Si, comme cela semble en prendre le chemin, ces manifestations sauvages, organisées sur les réseaux sociaux, devaient devenir quotidiennes, un réel problème de maintien de l’ordre – et de disponibilité des forces de l’ordre – va se poser au gouvernement.
Grèves : les raffineries à l’arrêt
Sur le terrain des grèves, enfin, c’est aujourd’hui la question des raffineries qui attire tous les regards. Selon les syndicats, il n’y a « plus aucun produit qui sort » de l’ensemble des sept raffineries du pays, dont certaines sont en grève à « 90 % ». Jusqu’à présent, seules les expéditions étaient bloquées, mais désormais, c’est également la production elle-même qui s’arrête, peu à peu.

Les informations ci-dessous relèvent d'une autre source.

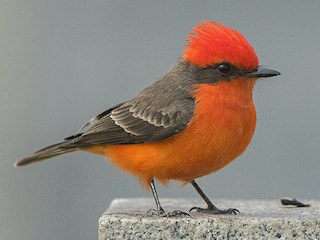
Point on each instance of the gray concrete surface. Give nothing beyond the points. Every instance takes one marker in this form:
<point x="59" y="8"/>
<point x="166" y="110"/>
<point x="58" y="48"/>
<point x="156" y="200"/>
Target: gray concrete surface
<point x="128" y="219"/>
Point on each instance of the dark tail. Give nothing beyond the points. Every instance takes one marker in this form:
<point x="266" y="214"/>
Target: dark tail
<point x="48" y="152"/>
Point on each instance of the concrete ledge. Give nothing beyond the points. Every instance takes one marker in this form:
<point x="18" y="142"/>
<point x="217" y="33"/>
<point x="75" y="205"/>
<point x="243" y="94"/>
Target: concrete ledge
<point x="127" y="219"/>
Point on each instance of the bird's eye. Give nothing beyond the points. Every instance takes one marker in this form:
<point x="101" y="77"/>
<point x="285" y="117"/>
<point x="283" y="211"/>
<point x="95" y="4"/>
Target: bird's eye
<point x="224" y="68"/>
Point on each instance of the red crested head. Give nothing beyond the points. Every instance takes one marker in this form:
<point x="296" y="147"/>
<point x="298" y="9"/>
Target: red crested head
<point x="212" y="43"/>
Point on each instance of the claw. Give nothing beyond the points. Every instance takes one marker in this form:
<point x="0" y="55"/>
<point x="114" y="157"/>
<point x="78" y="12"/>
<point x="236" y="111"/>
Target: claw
<point x="162" y="213"/>
<point x="215" y="210"/>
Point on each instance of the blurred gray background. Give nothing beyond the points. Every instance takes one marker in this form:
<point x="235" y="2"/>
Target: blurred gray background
<point x="63" y="62"/>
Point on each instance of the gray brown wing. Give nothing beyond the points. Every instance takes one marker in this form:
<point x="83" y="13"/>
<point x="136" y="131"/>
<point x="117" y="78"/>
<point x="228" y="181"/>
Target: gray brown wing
<point x="158" y="112"/>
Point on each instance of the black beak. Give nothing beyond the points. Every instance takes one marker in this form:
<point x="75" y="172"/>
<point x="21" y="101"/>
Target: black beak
<point x="262" y="72"/>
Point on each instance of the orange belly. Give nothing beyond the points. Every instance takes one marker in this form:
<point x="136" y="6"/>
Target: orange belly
<point x="220" y="131"/>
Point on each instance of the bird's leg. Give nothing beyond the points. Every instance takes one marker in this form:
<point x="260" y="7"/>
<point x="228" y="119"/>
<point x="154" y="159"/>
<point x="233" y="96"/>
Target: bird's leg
<point x="159" y="211"/>
<point x="212" y="209"/>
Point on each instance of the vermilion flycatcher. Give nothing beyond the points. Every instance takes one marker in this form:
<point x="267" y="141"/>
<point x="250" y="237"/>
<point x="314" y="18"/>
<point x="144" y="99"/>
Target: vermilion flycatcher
<point x="192" y="121"/>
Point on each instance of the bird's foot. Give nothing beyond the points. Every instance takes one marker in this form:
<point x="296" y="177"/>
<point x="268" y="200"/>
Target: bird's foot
<point x="162" y="213"/>
<point x="214" y="210"/>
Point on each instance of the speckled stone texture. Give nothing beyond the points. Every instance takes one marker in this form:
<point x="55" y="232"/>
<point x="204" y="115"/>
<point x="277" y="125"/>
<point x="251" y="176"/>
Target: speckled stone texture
<point x="128" y="219"/>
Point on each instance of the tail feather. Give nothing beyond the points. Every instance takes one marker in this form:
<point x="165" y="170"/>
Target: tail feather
<point x="47" y="152"/>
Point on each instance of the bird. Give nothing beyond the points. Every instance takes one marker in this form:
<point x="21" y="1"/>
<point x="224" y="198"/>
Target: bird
<point x="192" y="121"/>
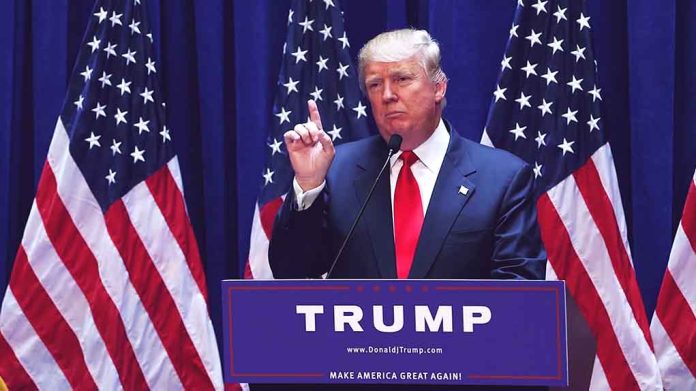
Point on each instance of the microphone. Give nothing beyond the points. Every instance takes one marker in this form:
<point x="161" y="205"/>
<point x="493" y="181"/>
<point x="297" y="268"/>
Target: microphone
<point x="394" y="145"/>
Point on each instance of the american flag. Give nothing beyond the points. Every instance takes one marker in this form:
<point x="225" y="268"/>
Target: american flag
<point x="673" y="326"/>
<point x="107" y="289"/>
<point x="316" y="65"/>
<point x="546" y="109"/>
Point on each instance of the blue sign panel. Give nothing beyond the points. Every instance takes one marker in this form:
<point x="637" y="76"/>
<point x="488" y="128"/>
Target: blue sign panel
<point x="395" y="331"/>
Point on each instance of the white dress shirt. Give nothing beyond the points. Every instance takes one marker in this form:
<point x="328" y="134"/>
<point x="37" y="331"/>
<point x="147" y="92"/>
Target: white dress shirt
<point x="430" y="154"/>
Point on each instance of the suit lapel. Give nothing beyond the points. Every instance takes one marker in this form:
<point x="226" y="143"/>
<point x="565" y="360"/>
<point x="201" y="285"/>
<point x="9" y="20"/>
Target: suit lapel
<point x="377" y="216"/>
<point x="445" y="204"/>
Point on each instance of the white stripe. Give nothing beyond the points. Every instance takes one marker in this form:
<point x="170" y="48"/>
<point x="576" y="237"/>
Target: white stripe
<point x="28" y="347"/>
<point x="593" y="253"/>
<point x="604" y="162"/>
<point x="258" y="249"/>
<point x="170" y="261"/>
<point x="682" y="265"/>
<point x="89" y="220"/>
<point x="599" y="381"/>
<point x="675" y="374"/>
<point x="69" y="301"/>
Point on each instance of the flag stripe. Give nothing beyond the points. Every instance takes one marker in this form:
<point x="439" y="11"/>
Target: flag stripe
<point x="600" y="207"/>
<point x="678" y="321"/>
<point x="170" y="262"/>
<point x="11" y="369"/>
<point x="81" y="206"/>
<point x="69" y="301"/>
<point x="171" y="203"/>
<point x="49" y="324"/>
<point x="82" y="265"/>
<point x="35" y="358"/>
<point x="568" y="266"/>
<point x="156" y="299"/>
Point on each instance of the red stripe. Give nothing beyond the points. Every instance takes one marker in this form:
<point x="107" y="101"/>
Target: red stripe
<point x="11" y="370"/>
<point x="49" y="324"/>
<point x="689" y="217"/>
<point x="568" y="267"/>
<point x="83" y="267"/>
<point x="171" y="203"/>
<point x="156" y="299"/>
<point x="599" y="205"/>
<point x="267" y="213"/>
<point x="678" y="320"/>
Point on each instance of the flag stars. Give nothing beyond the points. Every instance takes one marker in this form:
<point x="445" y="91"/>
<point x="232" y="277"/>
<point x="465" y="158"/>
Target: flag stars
<point x="268" y="176"/>
<point x="540" y="139"/>
<point x="533" y="38"/>
<point x="537" y="170"/>
<point x="115" y="19"/>
<point x="360" y="110"/>
<point x="529" y="69"/>
<point x="94" y="44"/>
<point x="284" y="116"/>
<point x="570" y="116"/>
<point x="523" y="100"/>
<point x="518" y="131"/>
<point x="142" y="126"/>
<point x="584" y="21"/>
<point x="291" y="85"/>
<point x="560" y="14"/>
<point x="147" y="96"/>
<point x="316" y="95"/>
<point x="93" y="140"/>
<point x="545" y="108"/>
<point x="99" y="110"/>
<point x="150" y="65"/>
<point x="322" y="64"/>
<point x="499" y="93"/>
<point x="335" y="133"/>
<point x="275" y="146"/>
<point x="540" y="6"/>
<point x="165" y="135"/>
<point x="326" y="32"/>
<point x="124" y="86"/>
<point x="115" y="147"/>
<point x="595" y="93"/>
<point x="342" y="70"/>
<point x="593" y="123"/>
<point x="578" y="53"/>
<point x="344" y="41"/>
<point x="137" y="155"/>
<point x="307" y="25"/>
<point x="299" y="55"/>
<point x="566" y="146"/>
<point x="129" y="56"/>
<point x="111" y="178"/>
<point x="87" y="74"/>
<point x="120" y="116"/>
<point x="550" y="76"/>
<point x="110" y="49"/>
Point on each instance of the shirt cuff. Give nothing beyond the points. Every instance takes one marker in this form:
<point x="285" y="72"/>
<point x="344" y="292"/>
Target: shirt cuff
<point x="305" y="199"/>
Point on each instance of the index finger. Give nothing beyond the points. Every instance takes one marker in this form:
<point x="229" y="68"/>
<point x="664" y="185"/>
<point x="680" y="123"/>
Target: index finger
<point x="314" y="114"/>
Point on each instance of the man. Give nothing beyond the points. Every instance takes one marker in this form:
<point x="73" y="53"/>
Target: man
<point x="449" y="208"/>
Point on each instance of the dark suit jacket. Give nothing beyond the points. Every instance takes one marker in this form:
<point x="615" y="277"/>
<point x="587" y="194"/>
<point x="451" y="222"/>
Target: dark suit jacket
<point x="489" y="232"/>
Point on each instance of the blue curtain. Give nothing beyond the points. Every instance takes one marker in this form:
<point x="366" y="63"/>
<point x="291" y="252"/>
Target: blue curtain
<point x="219" y="62"/>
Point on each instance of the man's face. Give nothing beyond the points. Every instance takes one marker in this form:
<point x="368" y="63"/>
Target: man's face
<point x="404" y="100"/>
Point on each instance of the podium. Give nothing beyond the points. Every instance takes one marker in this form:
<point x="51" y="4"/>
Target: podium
<point x="437" y="332"/>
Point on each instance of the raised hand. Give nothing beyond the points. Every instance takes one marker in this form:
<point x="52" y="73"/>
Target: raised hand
<point x="310" y="150"/>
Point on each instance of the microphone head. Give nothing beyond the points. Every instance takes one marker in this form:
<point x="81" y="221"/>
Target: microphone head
<point x="394" y="143"/>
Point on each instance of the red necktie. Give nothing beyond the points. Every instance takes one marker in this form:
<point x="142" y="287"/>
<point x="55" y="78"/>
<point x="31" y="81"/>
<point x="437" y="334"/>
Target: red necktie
<point x="408" y="215"/>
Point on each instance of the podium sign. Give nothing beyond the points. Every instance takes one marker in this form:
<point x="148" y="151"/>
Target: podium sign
<point x="395" y="332"/>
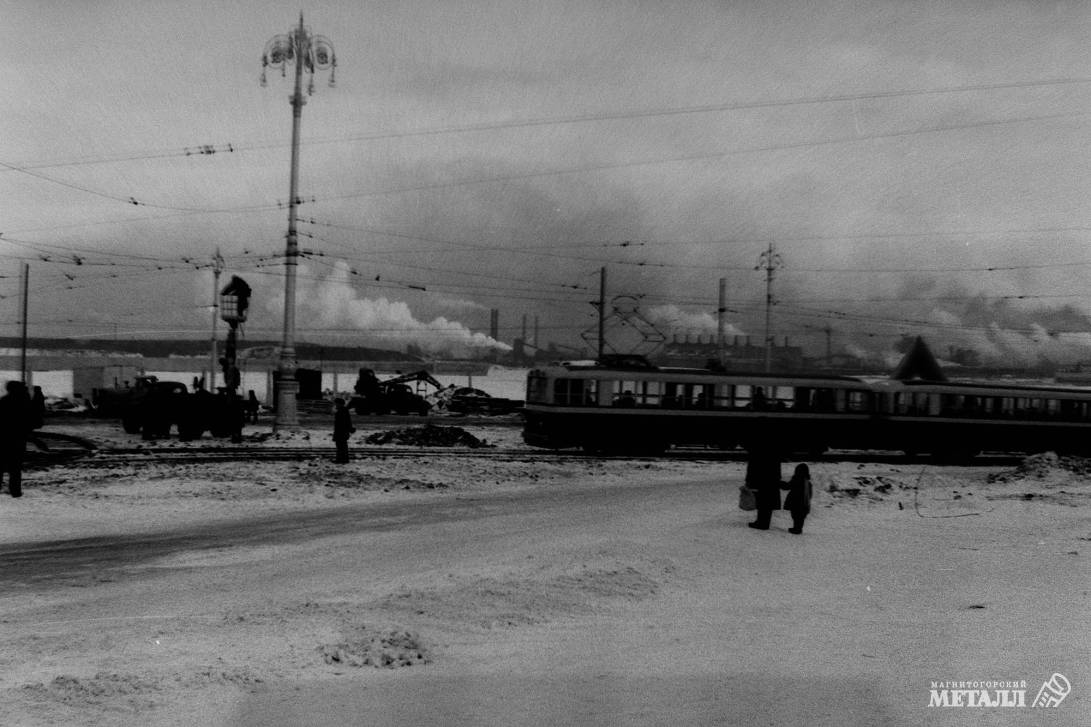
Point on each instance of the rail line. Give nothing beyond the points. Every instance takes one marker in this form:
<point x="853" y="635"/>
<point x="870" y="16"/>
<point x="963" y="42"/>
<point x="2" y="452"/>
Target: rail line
<point x="181" y="455"/>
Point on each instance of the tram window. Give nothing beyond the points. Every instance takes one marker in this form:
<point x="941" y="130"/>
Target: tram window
<point x="742" y="396"/>
<point x="573" y="391"/>
<point x="856" y="401"/>
<point x="783" y="397"/>
<point x="724" y="396"/>
<point x="625" y="393"/>
<point x="537" y="388"/>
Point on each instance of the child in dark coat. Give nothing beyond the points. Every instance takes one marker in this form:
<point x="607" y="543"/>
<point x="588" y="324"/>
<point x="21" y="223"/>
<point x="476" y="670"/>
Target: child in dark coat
<point x="798" y="501"/>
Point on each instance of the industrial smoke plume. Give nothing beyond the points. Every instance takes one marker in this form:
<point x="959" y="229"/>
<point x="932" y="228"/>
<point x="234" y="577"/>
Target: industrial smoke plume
<point x="331" y="302"/>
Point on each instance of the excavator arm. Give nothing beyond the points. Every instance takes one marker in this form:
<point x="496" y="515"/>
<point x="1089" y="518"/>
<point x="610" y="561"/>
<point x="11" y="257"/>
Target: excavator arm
<point x="416" y="377"/>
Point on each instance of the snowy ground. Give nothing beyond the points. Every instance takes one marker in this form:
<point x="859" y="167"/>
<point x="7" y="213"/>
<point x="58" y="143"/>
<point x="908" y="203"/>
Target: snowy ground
<point x="525" y="592"/>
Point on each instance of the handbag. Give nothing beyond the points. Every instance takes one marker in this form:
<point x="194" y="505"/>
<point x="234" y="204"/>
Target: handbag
<point x="747" y="499"/>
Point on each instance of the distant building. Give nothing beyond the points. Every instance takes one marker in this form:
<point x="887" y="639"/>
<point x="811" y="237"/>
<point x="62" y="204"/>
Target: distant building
<point x="739" y="354"/>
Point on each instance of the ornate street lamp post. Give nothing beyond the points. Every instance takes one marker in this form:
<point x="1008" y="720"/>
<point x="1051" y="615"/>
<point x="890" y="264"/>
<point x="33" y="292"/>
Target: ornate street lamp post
<point x="309" y="52"/>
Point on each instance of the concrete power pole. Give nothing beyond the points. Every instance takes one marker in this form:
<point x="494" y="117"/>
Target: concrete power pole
<point x="602" y="311"/>
<point x="769" y="261"/>
<point x="720" y="313"/>
<point x="217" y="267"/>
<point x="309" y="52"/>
<point x="26" y="300"/>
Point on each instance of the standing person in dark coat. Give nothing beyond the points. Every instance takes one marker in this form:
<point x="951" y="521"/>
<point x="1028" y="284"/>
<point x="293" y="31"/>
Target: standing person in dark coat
<point x="343" y="427"/>
<point x="763" y="476"/>
<point x="798" y="501"/>
<point x="253" y="406"/>
<point x="15" y="424"/>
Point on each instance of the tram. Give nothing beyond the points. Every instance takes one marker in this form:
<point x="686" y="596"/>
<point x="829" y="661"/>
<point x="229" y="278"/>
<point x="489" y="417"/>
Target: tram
<point x="626" y="404"/>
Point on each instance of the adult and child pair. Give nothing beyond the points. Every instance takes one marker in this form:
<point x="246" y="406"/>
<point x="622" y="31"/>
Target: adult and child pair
<point x="763" y="477"/>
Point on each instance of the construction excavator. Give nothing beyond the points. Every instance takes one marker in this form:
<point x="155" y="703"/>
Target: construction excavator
<point x="392" y="395"/>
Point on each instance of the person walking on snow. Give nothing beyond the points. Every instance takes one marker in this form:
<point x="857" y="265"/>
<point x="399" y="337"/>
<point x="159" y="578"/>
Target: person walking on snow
<point x="343" y="428"/>
<point x="15" y="426"/>
<point x="798" y="501"/>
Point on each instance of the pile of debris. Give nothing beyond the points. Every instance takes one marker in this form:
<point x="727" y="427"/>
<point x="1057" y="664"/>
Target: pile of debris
<point x="427" y="436"/>
<point x="1040" y="466"/>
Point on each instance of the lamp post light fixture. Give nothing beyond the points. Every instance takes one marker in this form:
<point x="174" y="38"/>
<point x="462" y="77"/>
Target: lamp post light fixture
<point x="308" y="52"/>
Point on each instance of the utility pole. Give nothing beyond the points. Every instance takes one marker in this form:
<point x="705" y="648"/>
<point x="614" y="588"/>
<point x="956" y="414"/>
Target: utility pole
<point x="26" y="298"/>
<point x="217" y="267"/>
<point x="720" y="313"/>
<point x="308" y="52"/>
<point x="602" y="311"/>
<point x="769" y="261"/>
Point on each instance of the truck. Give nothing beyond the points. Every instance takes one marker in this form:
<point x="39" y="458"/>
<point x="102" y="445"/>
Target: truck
<point x="392" y="395"/>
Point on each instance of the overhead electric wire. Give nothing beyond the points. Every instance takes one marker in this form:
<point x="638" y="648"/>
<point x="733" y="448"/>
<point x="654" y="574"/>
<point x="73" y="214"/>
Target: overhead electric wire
<point x="199" y="150"/>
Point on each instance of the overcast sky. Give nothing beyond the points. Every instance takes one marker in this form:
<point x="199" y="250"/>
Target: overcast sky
<point x="918" y="166"/>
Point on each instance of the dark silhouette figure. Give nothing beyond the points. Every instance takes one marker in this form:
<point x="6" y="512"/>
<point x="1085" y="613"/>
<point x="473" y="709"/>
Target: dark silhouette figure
<point x="798" y="500"/>
<point x="37" y="408"/>
<point x="253" y="406"/>
<point x="763" y="476"/>
<point x="343" y="428"/>
<point x="15" y="421"/>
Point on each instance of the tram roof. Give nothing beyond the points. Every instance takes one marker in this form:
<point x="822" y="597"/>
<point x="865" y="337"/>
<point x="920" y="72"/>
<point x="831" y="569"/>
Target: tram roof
<point x="590" y="365"/>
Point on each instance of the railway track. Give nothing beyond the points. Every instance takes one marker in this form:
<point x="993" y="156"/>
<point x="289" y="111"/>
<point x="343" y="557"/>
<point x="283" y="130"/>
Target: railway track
<point x="66" y="450"/>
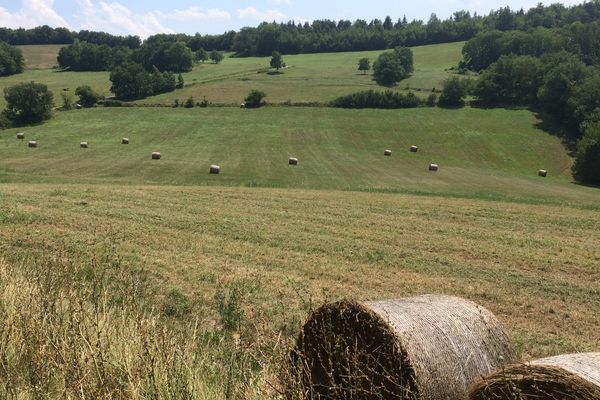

Ce sont pour l’instant les régions Paca et Occitanie qui sont les plus touchées par les conséquences de ce mouvement, avec un début de pénurie dans les stations-services, qui a obligé les préfets du Vaucluse, du Var, du Gard et des Alpes-de-Haute-Provence à prendre de premiers arrêtés de restriction.
De nombreuses actions coups de poings et blocages continuent de se dérouler un peu partout dans l’Hexagone, pour faire la jonction avec la journée de grève nationale et de manifestations appelée jeudi par l’intersyndicale, qui ne désarme pas.
On apprend ce matin que le président de la République, Emmanuel Macron, va s’exprimer demain à 13 h à la télévision, non sous la forme d’une allocution solennelle mais en répondant aux questions de deux journalistes de TF1 et France 2. Avec la très difficile mission, comme l’a exprimé la députée Renaissance Aurore Bergé, de « retisser le lien » avec des Français très majoritairement opposés à la réforme des retraites et choqués par les méthodes employées par le gouvernement.